I have no trouble describing “Frost/Nixon” as the finest Hollywood film I have seen this year just as long as it is understood that the screenplay was written by a Briton named Peter Morgan, who was also responsible for the deliciously snarky “The Queen”. Although I had no idea that Morgan wrote “Frost/Nixon”, I was struck immediately by similarities between the two movies as I sat watching it.

David Frost is played by Michael Sheen, who was cast as Tony Blair in “The Queen”. He seems born to play these types of market-driven hollow men. Whether it is hustling votes or viewers, both Blair and Frost were more than happy to sacrifice principle for the bottom line. Sheen makes his appearance early on in the movie in a modish 1970s double-breasted blazer and an ever so phony smile, looking just like a Houston used car lot salesman.
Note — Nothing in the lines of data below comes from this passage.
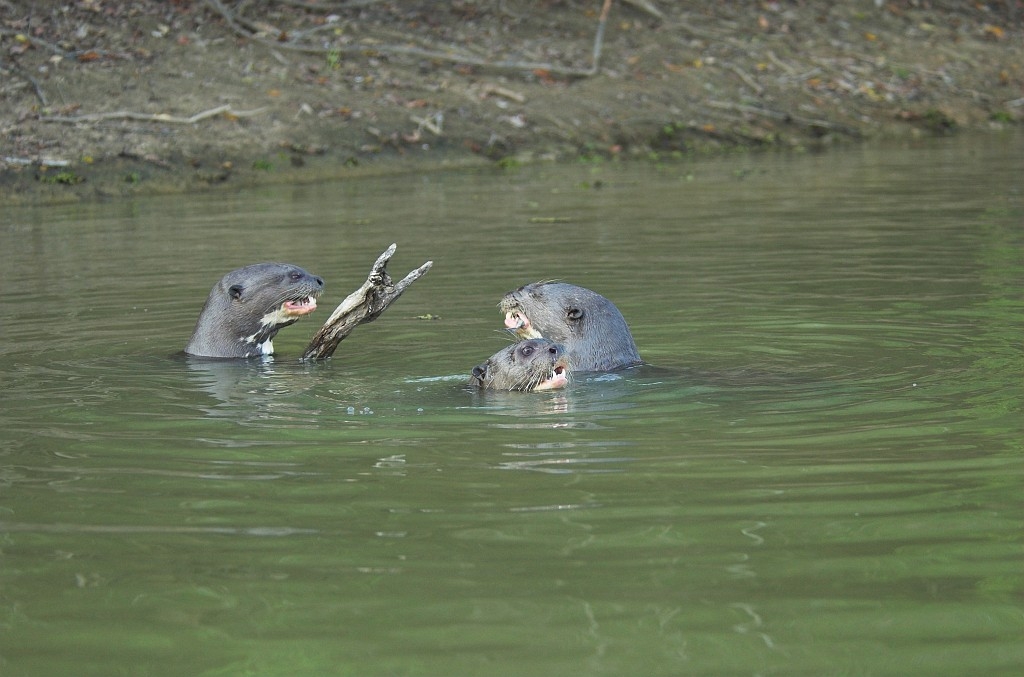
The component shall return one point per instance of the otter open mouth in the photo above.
(559, 378)
(519, 325)
(299, 306)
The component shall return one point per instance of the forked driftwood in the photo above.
(363, 305)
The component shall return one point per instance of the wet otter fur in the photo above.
(526, 366)
(247, 308)
(591, 329)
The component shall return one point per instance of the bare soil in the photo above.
(101, 98)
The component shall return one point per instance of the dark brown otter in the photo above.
(248, 307)
(591, 329)
(527, 366)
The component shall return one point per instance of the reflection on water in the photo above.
(816, 473)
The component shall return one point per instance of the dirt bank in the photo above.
(110, 98)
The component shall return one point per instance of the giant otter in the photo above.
(591, 329)
(528, 366)
(248, 307)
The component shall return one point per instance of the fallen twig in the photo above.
(151, 117)
(452, 55)
(363, 305)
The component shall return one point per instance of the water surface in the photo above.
(819, 473)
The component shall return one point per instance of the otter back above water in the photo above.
(590, 328)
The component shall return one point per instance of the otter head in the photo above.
(527, 366)
(248, 307)
(593, 331)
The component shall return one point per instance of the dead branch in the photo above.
(151, 117)
(786, 117)
(363, 305)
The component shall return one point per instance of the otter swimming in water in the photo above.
(527, 366)
(247, 308)
(590, 328)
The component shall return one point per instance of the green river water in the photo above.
(820, 473)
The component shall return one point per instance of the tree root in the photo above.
(363, 305)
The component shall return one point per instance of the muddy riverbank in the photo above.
(100, 99)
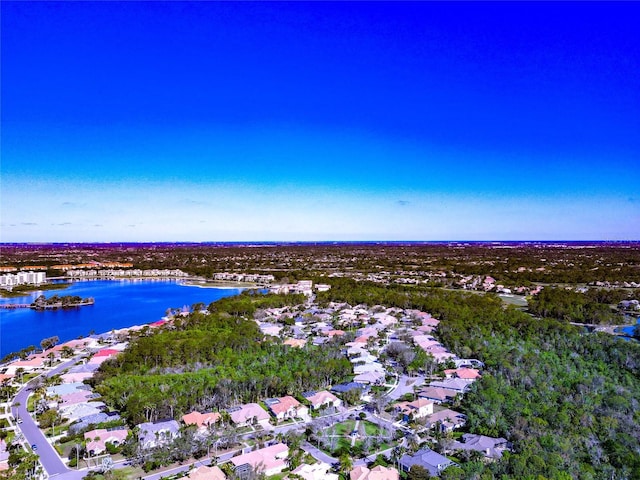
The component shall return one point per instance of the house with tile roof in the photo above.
(287, 407)
(321, 399)
(420, 408)
(158, 434)
(376, 473)
(317, 471)
(490, 447)
(206, 473)
(269, 460)
(248, 414)
(437, 394)
(97, 439)
(431, 461)
(447, 420)
(201, 420)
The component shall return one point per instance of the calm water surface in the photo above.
(119, 304)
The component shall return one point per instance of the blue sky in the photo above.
(205, 121)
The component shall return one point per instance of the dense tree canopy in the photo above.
(214, 361)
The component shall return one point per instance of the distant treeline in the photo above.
(214, 361)
(567, 400)
(514, 264)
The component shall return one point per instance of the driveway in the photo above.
(49, 458)
(405, 385)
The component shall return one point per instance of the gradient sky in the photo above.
(203, 121)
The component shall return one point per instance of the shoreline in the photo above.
(223, 285)
(16, 342)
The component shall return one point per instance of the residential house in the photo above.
(376, 473)
(79, 410)
(92, 419)
(286, 407)
(489, 446)
(456, 384)
(97, 439)
(201, 420)
(433, 462)
(437, 395)
(269, 460)
(317, 471)
(322, 399)
(206, 473)
(295, 342)
(468, 374)
(415, 410)
(158, 433)
(346, 387)
(448, 420)
(370, 378)
(249, 414)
As brilliant as Sheen is in his performance, nothing can top Frank Langella’s Nixon, which is about as bravura a display of the acting craft that I have seen in the last 5 years at least. Since the character Richard Nixon invites all sorts of scenery-chewing behavior, it is all the more impressive that Langella is careful to make his Nixon appear much more human, and thusly more repellent. Since the movie was directed by Ron Howard, who I generally associate with hackwork, I was surprised to discover that it had the same kind of crackling energy as “The Queen”, which was directed by Stephen Frears, a Briton with an obvious flair for this sort of material.